【オススメ】 西義之/ぼっけさん

ぼっけさん (1) (ジャンプコミックス)
■ 【オススメ】目立たないよう、空気でいようとした少年は、 幼馴染のためにヒーローになる。
少年は無口な美少年。言葉をしゃべるところを殆どの 同級生が見たことがない。そんな彼と親しくしているのが活発な美少女。 彼女が彼の秘密を知っている。彼が超能力を使えることを。
そもそもは彼女を救うために使った力。しかしそれが派手な場面だったために 注目を集め、マスコミにさらされた挙句、詐欺師扱いあるいはモンスター扱い をされた。それがトラウマになった彼はその能力を隠して生きることにした、 のだが。彼女が窮地に陥れば、見て見ぬふりなどできやしない。
そんな超能力話のフォーマットで進む物語だが、それをぼっけさんという 八百万の神、人間から変じた異能者というものに結びつけ 純和風なものに仕立て上げる。能力を持つものは人間から異形の姿に。
事件に巻き込まれた形で発動した少年の力。 目覚めたばかりであるのに、その力は最上級。 土地の神の南北での諍い、という大きな話のなかで、主人公たちは どんな騒動に巻き込まれているのか全体像が見えないままだが、 その中で、大切なひとを守ろうとし、一方で死ぬこと傷つくことはもちろん、 自分の力が暴走して元の姿に戻れなくなることを怖がるという、 生々しいヒーローの様子は興味深い。

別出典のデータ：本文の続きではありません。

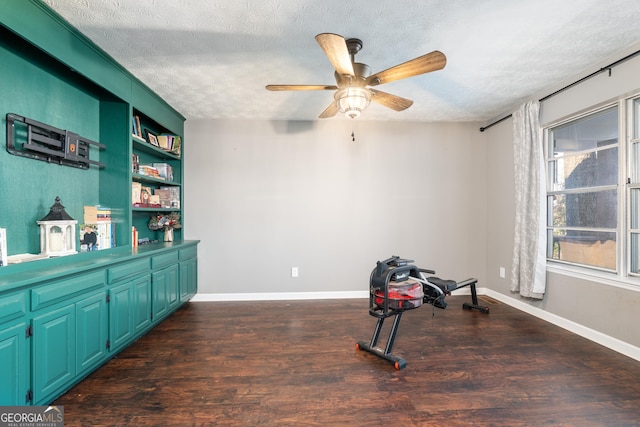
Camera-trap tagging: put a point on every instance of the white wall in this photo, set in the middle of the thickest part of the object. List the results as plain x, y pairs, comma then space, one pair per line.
266, 196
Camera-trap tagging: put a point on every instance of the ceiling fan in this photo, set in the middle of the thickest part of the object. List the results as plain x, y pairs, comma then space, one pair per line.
354, 79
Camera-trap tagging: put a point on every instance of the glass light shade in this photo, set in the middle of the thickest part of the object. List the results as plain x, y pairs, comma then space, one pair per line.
352, 100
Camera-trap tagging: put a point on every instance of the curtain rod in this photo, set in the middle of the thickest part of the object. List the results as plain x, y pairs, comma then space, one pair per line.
595, 73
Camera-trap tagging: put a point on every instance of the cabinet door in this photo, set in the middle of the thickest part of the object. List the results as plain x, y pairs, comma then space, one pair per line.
173, 285
188, 279
120, 314
91, 332
13, 364
53, 351
164, 285
142, 305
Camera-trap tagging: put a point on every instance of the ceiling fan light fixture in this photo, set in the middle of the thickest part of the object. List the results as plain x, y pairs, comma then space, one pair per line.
352, 100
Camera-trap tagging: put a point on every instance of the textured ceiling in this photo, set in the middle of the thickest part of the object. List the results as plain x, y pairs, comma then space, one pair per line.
213, 58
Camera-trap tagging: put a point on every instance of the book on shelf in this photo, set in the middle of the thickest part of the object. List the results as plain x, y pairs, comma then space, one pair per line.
136, 193
146, 198
135, 163
3, 247
134, 237
165, 170
169, 142
138, 128
150, 171
174, 196
164, 197
97, 232
94, 237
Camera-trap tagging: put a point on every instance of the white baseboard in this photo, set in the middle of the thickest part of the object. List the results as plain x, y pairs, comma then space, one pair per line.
280, 296
588, 333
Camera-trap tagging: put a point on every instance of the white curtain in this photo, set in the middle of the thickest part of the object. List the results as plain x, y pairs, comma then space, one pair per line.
528, 270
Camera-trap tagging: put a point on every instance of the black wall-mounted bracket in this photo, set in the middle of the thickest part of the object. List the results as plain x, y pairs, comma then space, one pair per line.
40, 141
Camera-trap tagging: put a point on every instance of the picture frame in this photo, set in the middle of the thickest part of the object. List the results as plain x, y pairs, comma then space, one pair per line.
152, 138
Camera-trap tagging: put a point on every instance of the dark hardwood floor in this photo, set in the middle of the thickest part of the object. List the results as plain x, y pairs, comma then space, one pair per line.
294, 363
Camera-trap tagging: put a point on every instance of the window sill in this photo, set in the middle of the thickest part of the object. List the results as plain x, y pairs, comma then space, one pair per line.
605, 278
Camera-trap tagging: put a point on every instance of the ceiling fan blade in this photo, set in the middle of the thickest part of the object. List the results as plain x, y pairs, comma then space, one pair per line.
330, 111
301, 87
423, 64
335, 47
391, 101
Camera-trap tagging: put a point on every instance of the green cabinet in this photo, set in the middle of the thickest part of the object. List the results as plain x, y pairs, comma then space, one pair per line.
129, 301
165, 284
62, 317
188, 273
129, 310
54, 352
13, 364
91, 332
69, 331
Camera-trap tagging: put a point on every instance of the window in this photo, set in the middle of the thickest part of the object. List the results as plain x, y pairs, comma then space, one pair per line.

力を持った主人公に、幼馴染の美少女、 さらに新たに出来た友人が行動を共にする、という スタイルは少年漫画の典型であるのだが、 定番に則ったつくりでも、いやだからこそかもしれないが、 十分に面白い作品になるのだ、という一例。 上巻であり、次に出る下巻で終了、そのコンパクトさも、 魅力−と言いたいが打ち切りだったりするのかなぁ。 個人的には、「 ムヒョとロージー 」よりも面白いと思ったのですが。「上巻」ですが ご紹介。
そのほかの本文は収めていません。